The U.S.-centric oil and gas major reported earnings last night that, at first glance, were solid. However, the more consequential factor in today's price action was a report that Iran is seriously considering a U.S. proposal to end the war and reopen the Strait of Hormuz.

NYSE: OXY
Key Data Points
Occidental beats earnings, but geopolitics overwhelms
In the first quarter, Occidental delivered "mixed" results, with revenue falling 8.4% to $5.23 billion, missing expectations. On the other hand, the company's adjusted (non-GAAP) profits of $1.06 far exceeded expectations, beating the $0.59 consensus by a wide margin.
The discrepancy could stem from several factors. First, Occidental sold off its OxyChem business on Jan. 2, which accounts for the decline in revenue. Second, revenue may have missed a bit due to Occidental's partial oil-price hedges, which were apparently put on before the Iran war broke out.

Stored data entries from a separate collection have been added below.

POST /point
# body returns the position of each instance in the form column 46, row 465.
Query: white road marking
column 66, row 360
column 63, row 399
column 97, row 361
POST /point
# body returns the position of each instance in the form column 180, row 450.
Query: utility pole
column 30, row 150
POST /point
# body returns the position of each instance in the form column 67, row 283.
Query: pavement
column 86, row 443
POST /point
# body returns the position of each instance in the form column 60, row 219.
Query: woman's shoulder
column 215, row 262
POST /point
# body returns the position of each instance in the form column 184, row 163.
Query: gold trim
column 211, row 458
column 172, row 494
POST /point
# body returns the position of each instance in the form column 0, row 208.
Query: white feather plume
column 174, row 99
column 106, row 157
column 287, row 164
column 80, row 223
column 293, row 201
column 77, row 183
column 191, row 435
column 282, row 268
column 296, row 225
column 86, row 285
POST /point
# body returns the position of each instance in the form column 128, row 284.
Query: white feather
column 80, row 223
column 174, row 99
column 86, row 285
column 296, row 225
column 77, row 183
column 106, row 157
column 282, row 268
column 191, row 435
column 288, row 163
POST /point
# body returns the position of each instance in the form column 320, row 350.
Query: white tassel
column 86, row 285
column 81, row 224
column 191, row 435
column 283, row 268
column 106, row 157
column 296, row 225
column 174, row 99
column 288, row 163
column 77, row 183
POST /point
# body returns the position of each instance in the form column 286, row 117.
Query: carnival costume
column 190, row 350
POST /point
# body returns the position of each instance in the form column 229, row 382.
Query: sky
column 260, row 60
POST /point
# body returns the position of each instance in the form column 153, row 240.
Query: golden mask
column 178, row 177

Early in the quarter, Occidental hedged 100 million barrels per day, setting a floor of $55 per barrel and a ceiling of $75.89. Occidental produced 1,426 million barrels of oil equivalent per day during the quarter, exceeding the high end of guidance, so the hedges accounted for only about 7% of production. Still, those poorly timed hedges may have limited the upside in revenue.
On the other hand, Occidental also appears to have done very well operationally, with production exceeding the high end of guidance despite capital spending being lower than last year. The greater efficiency likely carried over into the outsize profit beat, along with a massive debt paydown. Since the start of the year, Occidental has paid down $7.1 billion, thanks to the OxyChem sale and higher free cash flow. That materially lowered interest expense relative to last year.

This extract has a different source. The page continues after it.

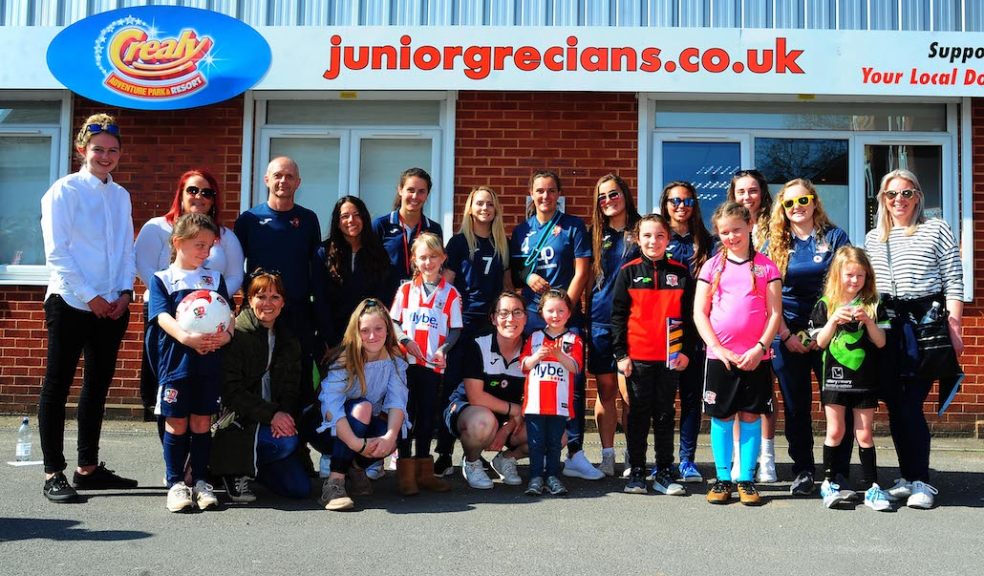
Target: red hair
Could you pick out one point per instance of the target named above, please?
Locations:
(175, 211)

But the profit beat was overshadowed by oil prices falling more than 12% at one point today, before recovering to a 7.2% decline as of this writing. Prices fell after Axios first reported Iran was considering the latest one-page peace proposal to end the war and reopen the Strait of Hormuz. That sent oil prices and the entire sector down in lockstep, showing that Occidental's results weren't the driving factor.
Image source: Getty Images.
The oil rally may not be over
It should be noted that nothing has been agreed to on the Iranian side, and prior reports of a potential deal have fallen through. Therefore, the high oil prices we see today could very well persist, or even rise further if hostilities restart.
In the meantime, Occidental is in a good position, as the current elevated oil price gives it a chance to pay down a significant portion of its debt. That should de-risk the company going forward, and potentially pave the way for more acquisitions, share repurchases, or dividend increases.